In her prepared testimony, Christine Blasey Ford said, "I am here today not because I want to be. I am terrified." And she clearly was. It would be hard enough for anyone to get up in front of all those senators and all those cameras, knowing that the eyes of the world were on you, even if you were testifying about soybean yields or banking regulations.
But to have to describe the most traumatic thing that had ever happened to you, something that you had been taught to treat as a cause of shame? It's almost unimaginable.
Twitter (much less the people I happen to follow) is not a representative sample of anything, so take this as anecdotal, but as I watched Ford's testimony with my computer in front of me, what I saw from one woman after another was expressions of pain, anguish, even horror. Whether they had experienced sexual assault themselves, watching someone have to describe her assault to the world, seeing how difficult it was for her, her voice cracking from the strain of keeping her composure, was unspeakably painful.
The most powerful moment so far came when Ford was asked what most stays in her memory from the attack, and she said it was the laughter: Brett Kavanaugh and his friend Mark Judge, laughing with each other as she was gripped by terror.

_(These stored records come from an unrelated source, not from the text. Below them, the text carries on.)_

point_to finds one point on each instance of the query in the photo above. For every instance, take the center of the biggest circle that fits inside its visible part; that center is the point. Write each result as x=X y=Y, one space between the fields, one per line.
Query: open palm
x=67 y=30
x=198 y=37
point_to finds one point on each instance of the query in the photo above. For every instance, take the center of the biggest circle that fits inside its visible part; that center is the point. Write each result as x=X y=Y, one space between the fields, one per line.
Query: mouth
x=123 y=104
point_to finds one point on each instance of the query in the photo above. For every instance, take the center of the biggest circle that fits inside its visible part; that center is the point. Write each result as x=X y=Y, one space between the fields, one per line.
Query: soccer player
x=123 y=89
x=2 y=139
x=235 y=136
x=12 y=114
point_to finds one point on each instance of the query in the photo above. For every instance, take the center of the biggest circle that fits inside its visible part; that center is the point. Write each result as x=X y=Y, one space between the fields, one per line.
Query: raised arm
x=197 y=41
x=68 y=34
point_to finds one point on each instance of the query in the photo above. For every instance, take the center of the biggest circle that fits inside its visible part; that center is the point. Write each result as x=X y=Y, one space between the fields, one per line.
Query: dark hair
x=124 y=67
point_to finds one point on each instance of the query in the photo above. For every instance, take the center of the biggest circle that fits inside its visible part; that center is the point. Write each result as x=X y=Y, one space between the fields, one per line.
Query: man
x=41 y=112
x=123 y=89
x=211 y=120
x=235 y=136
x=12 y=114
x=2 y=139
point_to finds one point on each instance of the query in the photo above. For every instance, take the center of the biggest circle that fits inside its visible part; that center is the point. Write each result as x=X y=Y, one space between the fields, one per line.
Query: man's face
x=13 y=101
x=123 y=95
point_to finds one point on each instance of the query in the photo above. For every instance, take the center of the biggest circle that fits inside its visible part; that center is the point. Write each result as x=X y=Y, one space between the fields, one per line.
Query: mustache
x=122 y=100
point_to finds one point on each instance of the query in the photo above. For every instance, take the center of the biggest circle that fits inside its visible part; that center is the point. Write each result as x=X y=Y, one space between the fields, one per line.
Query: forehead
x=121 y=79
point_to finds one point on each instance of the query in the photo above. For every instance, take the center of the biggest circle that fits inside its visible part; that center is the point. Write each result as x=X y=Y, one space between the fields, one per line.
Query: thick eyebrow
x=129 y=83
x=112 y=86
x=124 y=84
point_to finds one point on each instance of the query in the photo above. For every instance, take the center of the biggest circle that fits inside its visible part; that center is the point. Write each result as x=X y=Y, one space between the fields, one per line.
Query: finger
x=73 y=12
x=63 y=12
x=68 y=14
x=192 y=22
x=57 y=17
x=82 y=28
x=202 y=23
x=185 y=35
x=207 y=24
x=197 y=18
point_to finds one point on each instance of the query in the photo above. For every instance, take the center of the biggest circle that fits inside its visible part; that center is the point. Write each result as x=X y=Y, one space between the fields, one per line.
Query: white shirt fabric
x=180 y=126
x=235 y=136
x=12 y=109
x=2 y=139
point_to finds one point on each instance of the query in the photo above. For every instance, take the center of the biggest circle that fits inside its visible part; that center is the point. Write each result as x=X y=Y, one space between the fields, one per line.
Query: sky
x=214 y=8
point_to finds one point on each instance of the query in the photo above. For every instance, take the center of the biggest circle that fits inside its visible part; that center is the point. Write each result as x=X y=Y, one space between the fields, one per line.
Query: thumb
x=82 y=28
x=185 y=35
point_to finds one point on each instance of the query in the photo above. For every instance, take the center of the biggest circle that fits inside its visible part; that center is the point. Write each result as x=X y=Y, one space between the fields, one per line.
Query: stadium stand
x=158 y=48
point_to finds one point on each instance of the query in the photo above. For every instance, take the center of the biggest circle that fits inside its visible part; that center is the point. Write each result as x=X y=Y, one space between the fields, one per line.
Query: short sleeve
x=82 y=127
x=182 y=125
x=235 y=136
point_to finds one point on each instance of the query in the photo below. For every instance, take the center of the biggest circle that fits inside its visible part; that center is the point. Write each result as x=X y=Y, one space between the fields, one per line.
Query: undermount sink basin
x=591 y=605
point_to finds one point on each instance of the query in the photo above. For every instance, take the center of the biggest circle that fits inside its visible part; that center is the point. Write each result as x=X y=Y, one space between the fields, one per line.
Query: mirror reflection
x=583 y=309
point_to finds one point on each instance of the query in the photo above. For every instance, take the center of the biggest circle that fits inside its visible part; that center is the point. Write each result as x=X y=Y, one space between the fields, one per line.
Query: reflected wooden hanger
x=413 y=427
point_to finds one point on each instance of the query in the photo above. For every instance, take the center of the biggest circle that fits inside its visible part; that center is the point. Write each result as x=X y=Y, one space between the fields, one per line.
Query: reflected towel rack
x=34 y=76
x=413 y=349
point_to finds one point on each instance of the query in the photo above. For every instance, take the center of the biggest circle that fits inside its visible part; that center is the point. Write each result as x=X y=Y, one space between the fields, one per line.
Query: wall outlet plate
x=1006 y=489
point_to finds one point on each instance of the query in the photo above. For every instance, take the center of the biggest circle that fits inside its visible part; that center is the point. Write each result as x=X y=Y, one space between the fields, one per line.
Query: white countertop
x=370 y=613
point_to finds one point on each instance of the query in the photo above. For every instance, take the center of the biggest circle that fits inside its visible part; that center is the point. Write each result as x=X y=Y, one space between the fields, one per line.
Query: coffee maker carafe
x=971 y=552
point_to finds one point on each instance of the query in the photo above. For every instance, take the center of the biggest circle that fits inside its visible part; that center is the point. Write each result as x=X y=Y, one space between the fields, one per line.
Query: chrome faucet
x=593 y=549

The women who don't have stories like Ford's, or stories that are worse, know that it is only through good fortune that they avoid being victimized by men with predation on their minds. Their partners, their coworkers, their acquaintances, or just men they walk by on the street have power over them and their bodies. They move through life knowing that they are always vulnerable, and if the worst happens and they are victimized, they will likely be disbelieved and attacked for having the temerity to complain about what was done to them. That is the psychological context in which every woman watches this hearing.